Am 15. Juli 2026 (UTC+8) schloss die Aktie der Circle Internet Group (NYSE: CRCL) mit einem Kurs von 63,22 $, was einem moderaten Tagesplus von 0,35 % entspricht, nachdem zuvor ein Tagestief von 59,29 $ erreicht wurde. Im Verlauf des vergangenen Jahres hat CRCL 67,63 % an Wert verloren und liegt damit rund 78,8 % unter dem 52-Wochen-Hoch von 298,99 $. Nur einen Tag zuvor hatte die japanische Investmentbank Mizuho Circle von „Neutral" auf „Underperform" herabgestuft und das Kursziel von 85 $ auf 50 $ gesenkt. Am selben Tag reduzierte auch JPMorgan seine Gewinnerwartungen sowohl für Circle als auch für Coinbase.

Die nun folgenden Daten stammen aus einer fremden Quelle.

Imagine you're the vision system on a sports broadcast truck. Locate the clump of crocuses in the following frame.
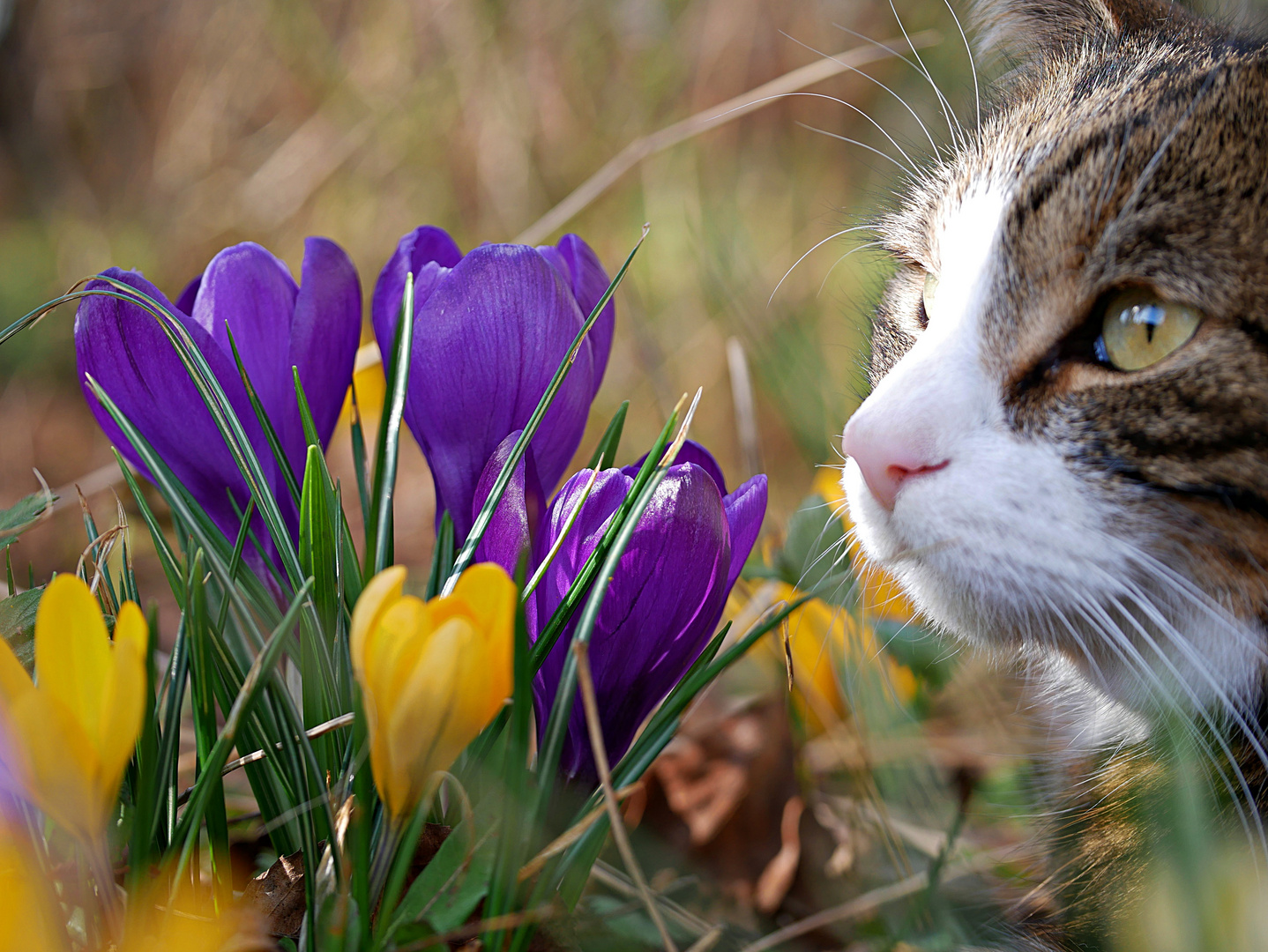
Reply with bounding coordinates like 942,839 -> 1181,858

Beide pessimistischen Einschätzungen von der Wall Street führen auf eine zentrale Variable zurück – Open USD (OUSD).
Mizuho’s Downgrade-Logik: Wie bedroht Open USD das Gewinnmodell von Circle?
Mizuho-Analyst Dan Dolev erklärte in seinem Bericht, dass das Geschäftsmodell von Open USD „das Geschäftsmodell von Circle grundlegend verändern könnte, das darauf basiert, den Großteil der Treasury-Rendite einzubehalten, um Umsätze zu generieren".
Um diese Einschätzung zu verstehen, lohnt sich ein Blick auf die Gewinnstruktur von Circle. Das Kerngeschäft von Circle ist äußerst fokussiert: Nutzer hinterlegen US-Dollar, um USDC zu prägen, und Circle investiert sämtliche Reserven in kurzfristige US-Staatsanleihen, um von der Zinsdifferenz zu profitieren. Nach der Umsatzbeteiligung mit Vertriebspartnern wie Coinbase und Binance verbleiben bei Circle tatsächlich etwa 38 % der Reservenerträge. Im Geschäftsjahr 2025 belief sich der Gesamtumsatz von Circle auf 2,747 Milliarden US-Dollar, wobei allein die Vertriebskosten an Coinbase jährlich über 900 Millionen US-Dollar ausmachten.
Open USD verfolgt einen radikal anderen Ansatz. Unter der Leitung der Open Standard Alliance schüttet OUSD den Großteil der Reservenerträge direkt an Emittenten und Distributoren aus und behält lediglich eine geringe Verwaltungsgebühr ein. Der Allianz gehören über 140 Unternehmen an, darunter Visa, Mastercard, Stripe, BlackRock, Coinbase und Google. Stripe hat bereits angekündigt, OUSD als Standard-Stablecoin für Geschäftstransaktionen auf seiner Plattform einzuführen, und Coinbase hat bestätigt, OUSD in das Base-Netzwerk zu integrieren.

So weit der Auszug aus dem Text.